Apple consistently beat the drum about data security at its Wonderlust event and it’s a message that’s worth emphasizing — keeping your data safe sometimes means keeping it out of the cloud altogether.
Apple certainly has a better track record than some companies when it comes to corporate data security. And, the company has emphasized many times over the years that it doesn’t try to monetize your info in the same was as Google and other companies.
The risk is always there that someone, somewhere may get access to your personal information in the cloud.
Doubling-, tripling-, and perhaps even quadrupling-down on the concept of data security this week, Apple emphasized features in both the A17 Pro System on Chip (SoC) powering the iPhone 15 Pro and the S9 System in Package (SiP) powering the Apple Watch Series 9 that enhance personal data security by helping to keep more of your most intimate health information local, and out of the cloud altogether.
The key is the increased capability of the Neural Engine components of both these systems – the part of both systems that manages Machine Learning (ML) functions.
Keeping data on device
During the event, Deidre Caldbeck, Apple’s Director, Apple Watch Product Marketing, gave an explanation of how the S9 chip works.
“Thanks to the powerful new Neural Engine, Siri requests are now processed on-device, making them faster and more secure,” said Caldbeck. “This means that the most common requests, like ‘Siri, start an outdoor walk workout,’ no longer have to go to the cloud, so they can’t be slowed down by a poor Wi-Fi or cellular connection.”
What’s more, Caldbeck explained that Siri health queries are processed on-device by the S9, eliminating roundtrip cloud data movement to record and view personal health data like sleep schedule, medication info, workout routines or menstrual period data.
Later on during the event, Sribalan Santhanam, Apple’s VP, Silicon Engineering Group, echoed some of Caldbeck’s comments to explain how the iPhone 15 Pro’s A17 Pro chip worked.
“The Neural Engine uses machine learning on the device without sending your personal data to the cloud,” said Santhanam. He couched his explanation with examples of convenience more than security, as the capability enables typing autocorrect functionality to work more accurately, or being able to mask subjects in photos from their background, or even to create a Personal Voice.
Regardless, the emphasis is the same. Both the new S9 and A17 Pro processors do more on-chip, to keep your data on the device instead of traveling to the cloud.
Inside Apple’s Neural Engine
Apple introduced the Neural Engine with the A11 chip when it rolled out the iPhone 8 and iPhone X, and it’s been a part of Apple Silicon ever since.
The A17 Pro features twice the Neural Engine performance as the M2
Apple assiduously avoids terms like “artificial intelligence” in its press releases and the scripts for its events, and it’s easy to understand why — the term is politically loaded and intentionally vague. Not that “Neural Engine” is any less vague, as it implies if not AI, something parallel.

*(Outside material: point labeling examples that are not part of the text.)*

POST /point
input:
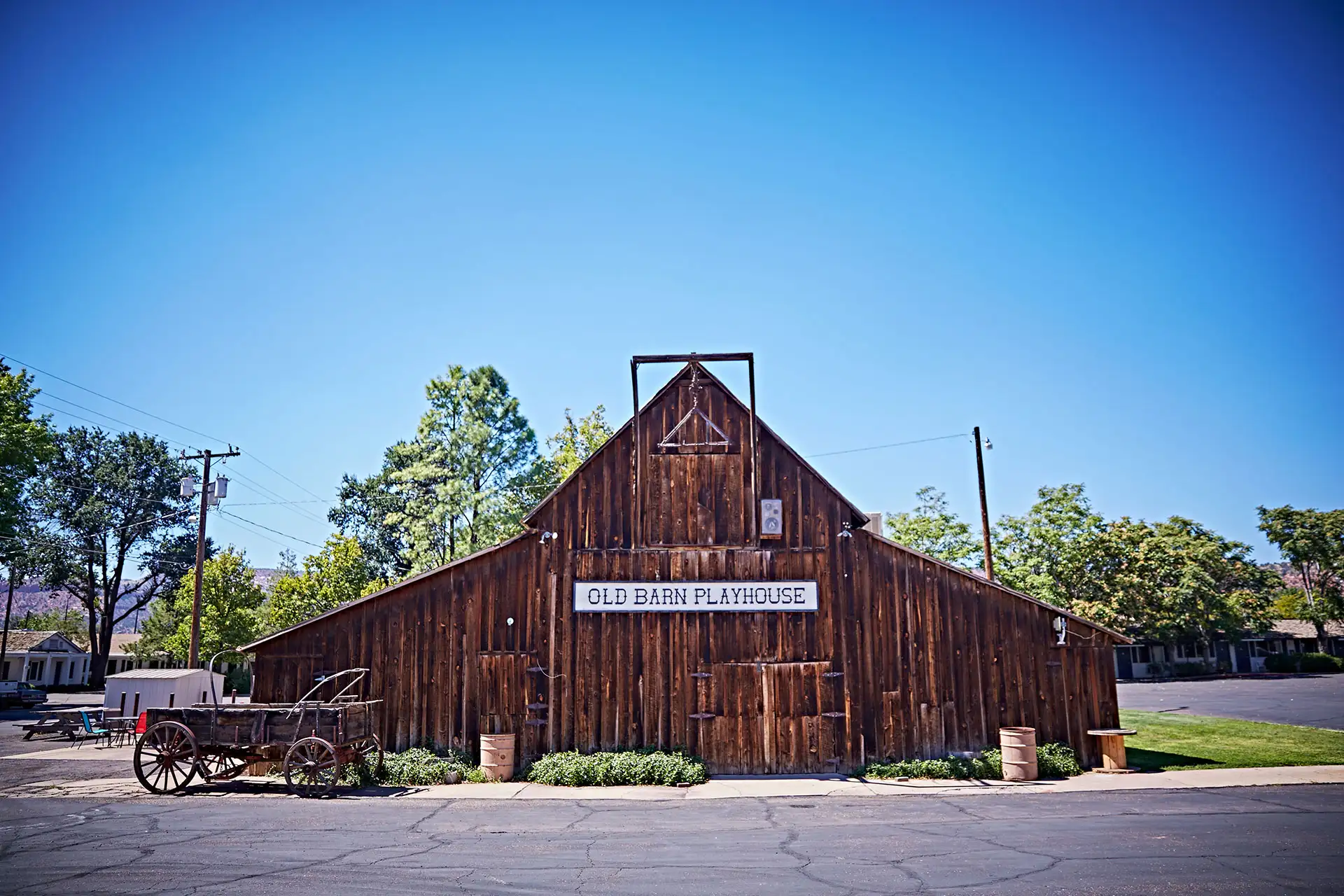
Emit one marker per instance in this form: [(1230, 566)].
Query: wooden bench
[(1113, 750), (65, 723)]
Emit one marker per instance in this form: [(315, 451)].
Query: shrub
[(1053, 761), (417, 767), (645, 766), (1312, 663), (1057, 761)]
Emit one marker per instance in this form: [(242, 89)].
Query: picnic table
[(59, 722)]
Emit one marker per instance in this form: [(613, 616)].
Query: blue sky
[(1109, 234)]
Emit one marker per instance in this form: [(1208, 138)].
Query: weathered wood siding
[(905, 657)]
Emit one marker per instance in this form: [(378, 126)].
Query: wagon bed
[(312, 741)]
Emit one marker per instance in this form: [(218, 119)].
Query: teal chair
[(90, 729)]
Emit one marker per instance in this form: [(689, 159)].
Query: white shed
[(132, 692)]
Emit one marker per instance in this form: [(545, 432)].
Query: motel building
[(696, 583), (45, 660)]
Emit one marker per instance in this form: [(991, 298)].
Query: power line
[(874, 448), (108, 398), (137, 410), (293, 538)]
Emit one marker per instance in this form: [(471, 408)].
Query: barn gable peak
[(695, 479)]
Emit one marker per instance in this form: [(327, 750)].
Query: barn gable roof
[(859, 516)]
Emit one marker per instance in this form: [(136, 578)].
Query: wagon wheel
[(312, 767), (369, 751), (166, 758), (222, 766)]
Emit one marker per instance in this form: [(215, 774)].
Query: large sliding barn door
[(772, 718)]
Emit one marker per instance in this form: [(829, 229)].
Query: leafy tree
[(24, 445), (229, 602), (933, 530), (1044, 551), (472, 453), (335, 575), (1313, 542), (365, 510), (116, 531), (1171, 580), (577, 442), (1166, 580), (67, 622)]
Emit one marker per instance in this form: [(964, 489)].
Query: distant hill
[(31, 597)]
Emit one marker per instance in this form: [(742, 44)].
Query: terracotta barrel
[(498, 752), (1019, 750)]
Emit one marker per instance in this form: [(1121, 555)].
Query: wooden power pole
[(984, 507), (194, 652)]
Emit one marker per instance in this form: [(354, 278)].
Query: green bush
[(1320, 663), (1053, 761), (647, 766), (1057, 761), (417, 767), (1310, 663)]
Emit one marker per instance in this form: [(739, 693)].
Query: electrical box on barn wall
[(772, 517)]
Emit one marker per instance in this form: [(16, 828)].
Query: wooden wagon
[(312, 741)]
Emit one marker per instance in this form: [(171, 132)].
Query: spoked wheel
[(312, 767), (223, 766), (166, 758), (369, 751)]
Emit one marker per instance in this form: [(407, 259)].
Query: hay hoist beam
[(638, 530)]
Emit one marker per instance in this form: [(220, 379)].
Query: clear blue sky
[(1109, 234)]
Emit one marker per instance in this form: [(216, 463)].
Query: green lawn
[(1167, 741)]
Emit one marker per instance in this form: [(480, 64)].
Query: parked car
[(20, 694)]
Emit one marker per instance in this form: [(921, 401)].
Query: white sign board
[(695, 597)]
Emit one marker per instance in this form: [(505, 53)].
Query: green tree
[(335, 575), (1172, 580), (933, 530), (577, 442), (366, 510), (24, 445), (67, 622), (460, 479), (1046, 551), (1313, 543), (115, 527), (230, 599)]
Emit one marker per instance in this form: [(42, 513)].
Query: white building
[(45, 660), (132, 692)]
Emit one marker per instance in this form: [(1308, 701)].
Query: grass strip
[(1168, 742)]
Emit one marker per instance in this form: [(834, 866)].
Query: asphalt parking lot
[(1303, 700), (1254, 840)]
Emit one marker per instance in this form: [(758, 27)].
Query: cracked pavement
[(1217, 841)]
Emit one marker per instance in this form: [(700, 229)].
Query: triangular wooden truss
[(723, 441)]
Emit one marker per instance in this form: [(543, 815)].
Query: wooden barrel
[(1019, 750), (498, 754)]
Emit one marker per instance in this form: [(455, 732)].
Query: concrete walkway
[(729, 788)]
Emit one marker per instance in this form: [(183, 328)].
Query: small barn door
[(505, 700), (772, 718), (803, 716)]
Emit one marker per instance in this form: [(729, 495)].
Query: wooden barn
[(698, 583)]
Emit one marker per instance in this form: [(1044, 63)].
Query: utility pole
[(207, 491), (984, 507)]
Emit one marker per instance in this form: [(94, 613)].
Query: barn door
[(505, 699), (803, 718), (772, 718)]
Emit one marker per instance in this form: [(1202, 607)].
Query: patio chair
[(92, 731)]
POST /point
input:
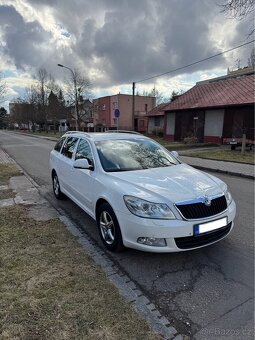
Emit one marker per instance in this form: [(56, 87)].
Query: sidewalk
[(230, 168)]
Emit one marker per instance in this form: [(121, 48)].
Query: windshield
[(127, 155)]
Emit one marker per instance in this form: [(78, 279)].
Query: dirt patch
[(7, 171)]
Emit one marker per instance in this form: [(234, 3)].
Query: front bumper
[(133, 227)]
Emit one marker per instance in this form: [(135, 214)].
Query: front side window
[(128, 155), (84, 151), (69, 147), (157, 121), (59, 144)]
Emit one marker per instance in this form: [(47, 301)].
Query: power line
[(196, 62)]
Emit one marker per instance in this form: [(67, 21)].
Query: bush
[(190, 140)]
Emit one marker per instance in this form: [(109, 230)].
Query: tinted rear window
[(59, 144)]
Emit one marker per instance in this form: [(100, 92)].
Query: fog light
[(152, 241)]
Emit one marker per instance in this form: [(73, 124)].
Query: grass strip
[(50, 288), (226, 155)]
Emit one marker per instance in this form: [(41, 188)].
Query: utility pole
[(133, 107)]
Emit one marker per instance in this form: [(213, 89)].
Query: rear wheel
[(56, 187), (109, 229)]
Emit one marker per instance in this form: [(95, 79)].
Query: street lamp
[(75, 92)]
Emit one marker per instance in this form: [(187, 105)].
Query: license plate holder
[(202, 228)]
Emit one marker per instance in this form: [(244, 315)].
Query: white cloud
[(117, 42)]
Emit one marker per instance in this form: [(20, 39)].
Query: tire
[(56, 187), (109, 229)]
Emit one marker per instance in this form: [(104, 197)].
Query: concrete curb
[(223, 172)]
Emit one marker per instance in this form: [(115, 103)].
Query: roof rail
[(81, 132), (123, 131)]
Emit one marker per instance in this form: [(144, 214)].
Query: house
[(156, 120), (105, 117), (214, 109)]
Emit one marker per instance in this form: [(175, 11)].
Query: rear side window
[(84, 151), (69, 147), (59, 144)]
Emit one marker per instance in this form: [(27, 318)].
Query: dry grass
[(7, 171), (50, 288), (226, 155)]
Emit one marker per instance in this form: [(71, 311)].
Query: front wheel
[(109, 229)]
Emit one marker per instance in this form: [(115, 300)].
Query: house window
[(156, 121), (141, 123)]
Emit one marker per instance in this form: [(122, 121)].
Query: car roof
[(100, 136)]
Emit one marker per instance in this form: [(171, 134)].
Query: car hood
[(175, 183)]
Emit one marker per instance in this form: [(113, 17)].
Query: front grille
[(200, 210), (190, 242)]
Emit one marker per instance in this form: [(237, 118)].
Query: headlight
[(142, 208), (228, 197)]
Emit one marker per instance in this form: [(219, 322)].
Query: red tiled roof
[(158, 110), (235, 91)]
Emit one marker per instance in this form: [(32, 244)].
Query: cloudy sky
[(116, 42)]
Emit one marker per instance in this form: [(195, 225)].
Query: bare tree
[(239, 9), (251, 59), (2, 87), (77, 89), (160, 99), (45, 84)]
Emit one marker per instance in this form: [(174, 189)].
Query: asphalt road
[(206, 293)]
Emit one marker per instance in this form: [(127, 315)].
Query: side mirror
[(82, 164), (175, 154)]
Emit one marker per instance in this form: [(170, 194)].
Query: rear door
[(83, 180), (65, 165)]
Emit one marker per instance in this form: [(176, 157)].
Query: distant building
[(104, 109), (156, 120), (214, 109)]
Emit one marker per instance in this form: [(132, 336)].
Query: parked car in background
[(140, 194)]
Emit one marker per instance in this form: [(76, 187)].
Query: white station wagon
[(140, 194)]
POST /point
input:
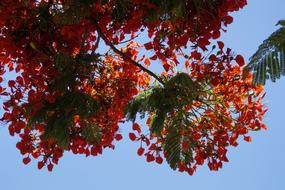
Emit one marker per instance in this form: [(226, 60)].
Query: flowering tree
[(84, 66)]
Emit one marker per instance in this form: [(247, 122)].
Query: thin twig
[(126, 57)]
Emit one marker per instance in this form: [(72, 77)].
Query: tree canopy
[(84, 66)]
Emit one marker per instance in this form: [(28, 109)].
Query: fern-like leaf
[(269, 60)]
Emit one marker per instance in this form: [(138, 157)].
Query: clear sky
[(256, 166)]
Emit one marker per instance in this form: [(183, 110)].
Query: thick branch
[(126, 57)]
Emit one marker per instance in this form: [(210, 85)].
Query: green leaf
[(269, 58)]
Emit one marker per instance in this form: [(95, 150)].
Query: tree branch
[(126, 57)]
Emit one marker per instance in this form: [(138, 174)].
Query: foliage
[(269, 59), (70, 92)]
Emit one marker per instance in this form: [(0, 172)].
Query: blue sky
[(256, 165)]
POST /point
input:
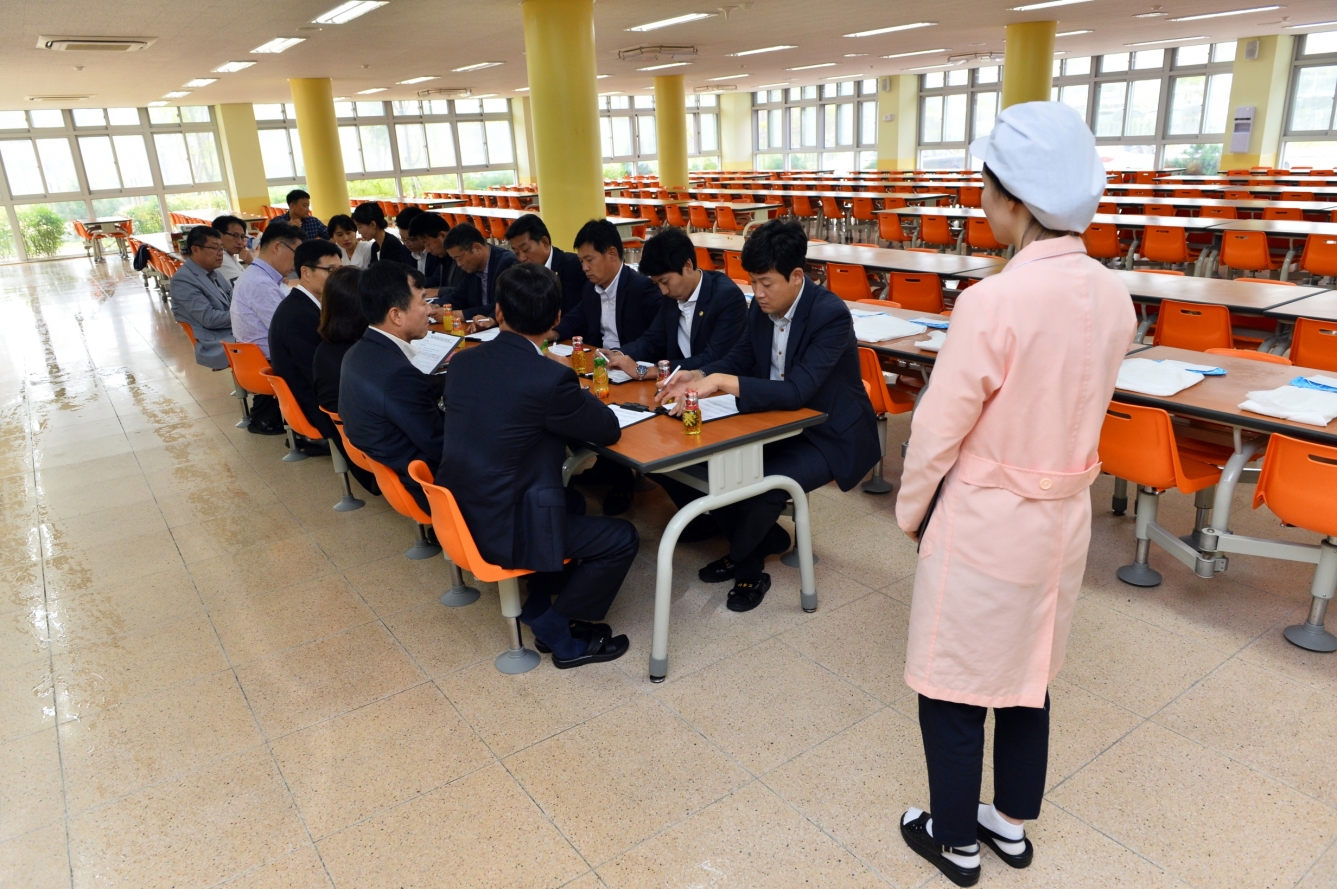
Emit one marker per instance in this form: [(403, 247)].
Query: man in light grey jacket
[(202, 297)]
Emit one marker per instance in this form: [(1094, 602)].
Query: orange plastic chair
[(463, 551), (1193, 325), (917, 292)]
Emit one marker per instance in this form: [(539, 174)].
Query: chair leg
[(1141, 574), (1310, 634), (516, 658)]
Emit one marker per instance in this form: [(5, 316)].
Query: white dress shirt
[(609, 312), (687, 310), (780, 340)]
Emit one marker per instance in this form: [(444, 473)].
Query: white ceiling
[(412, 38)]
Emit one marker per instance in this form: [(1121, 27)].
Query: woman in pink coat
[(1003, 448)]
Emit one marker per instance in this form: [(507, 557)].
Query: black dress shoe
[(916, 837), (582, 630), (599, 649), (748, 594)]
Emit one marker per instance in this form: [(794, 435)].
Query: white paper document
[(432, 350)]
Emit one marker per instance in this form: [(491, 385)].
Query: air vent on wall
[(94, 44)]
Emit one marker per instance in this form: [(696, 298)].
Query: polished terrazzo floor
[(209, 677)]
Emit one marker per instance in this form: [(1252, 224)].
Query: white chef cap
[(1044, 154)]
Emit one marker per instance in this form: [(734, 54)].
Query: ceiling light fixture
[(1228, 12), (753, 52), (665, 23), (899, 27), (348, 11), (278, 44)]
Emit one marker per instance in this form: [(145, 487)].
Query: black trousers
[(953, 746), (602, 550), (746, 522)]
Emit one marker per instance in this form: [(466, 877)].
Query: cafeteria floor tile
[(210, 678)]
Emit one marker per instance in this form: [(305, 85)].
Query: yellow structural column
[(244, 165), (1260, 83), (564, 104), (671, 130), (1028, 62), (313, 99)]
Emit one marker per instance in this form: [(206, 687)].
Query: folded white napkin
[(1154, 377), (883, 328), (935, 341), (1310, 407)]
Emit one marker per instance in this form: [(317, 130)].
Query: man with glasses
[(293, 333), (256, 296), (237, 256), (202, 297)]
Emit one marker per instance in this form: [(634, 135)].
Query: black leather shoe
[(600, 649), (582, 630), (746, 595), (718, 571), (915, 833)]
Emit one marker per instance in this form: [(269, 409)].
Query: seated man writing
[(508, 415), (389, 408), (797, 350)]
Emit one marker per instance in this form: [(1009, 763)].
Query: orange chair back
[(1191, 325), (1297, 481), (1313, 344), (292, 411), (248, 362), (848, 281), (917, 292), (453, 532)]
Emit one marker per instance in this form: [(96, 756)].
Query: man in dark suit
[(797, 350), (617, 304), (508, 415), (389, 408), (699, 321), (531, 242), (293, 333)]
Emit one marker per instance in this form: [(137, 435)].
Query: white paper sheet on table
[(1310, 407), (1154, 377)]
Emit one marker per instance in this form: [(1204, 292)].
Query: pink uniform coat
[(1012, 420)]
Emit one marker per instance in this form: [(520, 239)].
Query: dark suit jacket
[(389, 407), (508, 416), (292, 352), (638, 305), (715, 326), (821, 372)]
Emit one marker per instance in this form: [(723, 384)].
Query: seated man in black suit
[(508, 416), (531, 242), (481, 265), (797, 350), (389, 408)]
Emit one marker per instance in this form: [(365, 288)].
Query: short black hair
[(530, 297), (309, 251), (278, 231), (369, 214), (428, 225), (384, 286), (531, 225), (342, 222), (405, 219), (463, 235), (341, 306), (600, 234), (666, 253), (198, 235), (776, 245), (226, 222)]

Ultimately, whatever you call the technology, it’s all about making machine learning more efficient. Apple’s Neural Engine is a cluster of compute cores known generally as Neural Processing Units (NPUs).
In the same way that Graphics Processing Units (GPUs) are specialized silicon designed to accelerate the display and processing of graphics information, NPUs speed the processing of Machine Learning (ML) algorithms and associated data. They’re both distinct from the more generalized designs of CPUs, aimed at handling massive amounts of high parallelized data processing quickly and efficiently.
The iPhone 15 Pro’s A17 Pro chip sports a Neural Engine with 16 cores, the same number of cores as the Neural Engine found in the M2 and M2 Max chips powering newer Mac models.
While the M2 neural engine can process 15.8 billion operations per second, Santhanam confirmed that the A17 Pro’s is much faster.
“The Neural Engine is now up to twice as fast for machine learning models, allowing it to process up to 35 trillion operations per second,” said Santhanam, describing the A17 Pro.
Edge computing, straight to the device
The global trend in cloud computing continues to emphasize development of edge networks which move data and compute capabilities out of monolithic data centers clustered in specific geographic areas, and closer to where the user needs the functionality.
By doing so, cloud computing services can deliver much faster performance and considerably lower latency (by reducing the round-trip time it takes for packets of data to travel). In fact, this functionality is absolutely vital to getting so-called “metaverse” — a word that Apple will also never say out loud — to work like its makers envision.
In some ways, Apple’s development of ML capabilities in its own silicon reflect this emphasis on moving data closer to the user. As these Apple executives noted during the event, leaning on ML capabilities on the device provides both greater security and faster performance.
In that respect, the data privacy aspect of this almost seems like an afterthought. But it’s really a central part of the message implied by Apple — your data is safer on our devices than others.
Ultimately this is a big win for any consumer who’s worried about who might see their personal information along the way.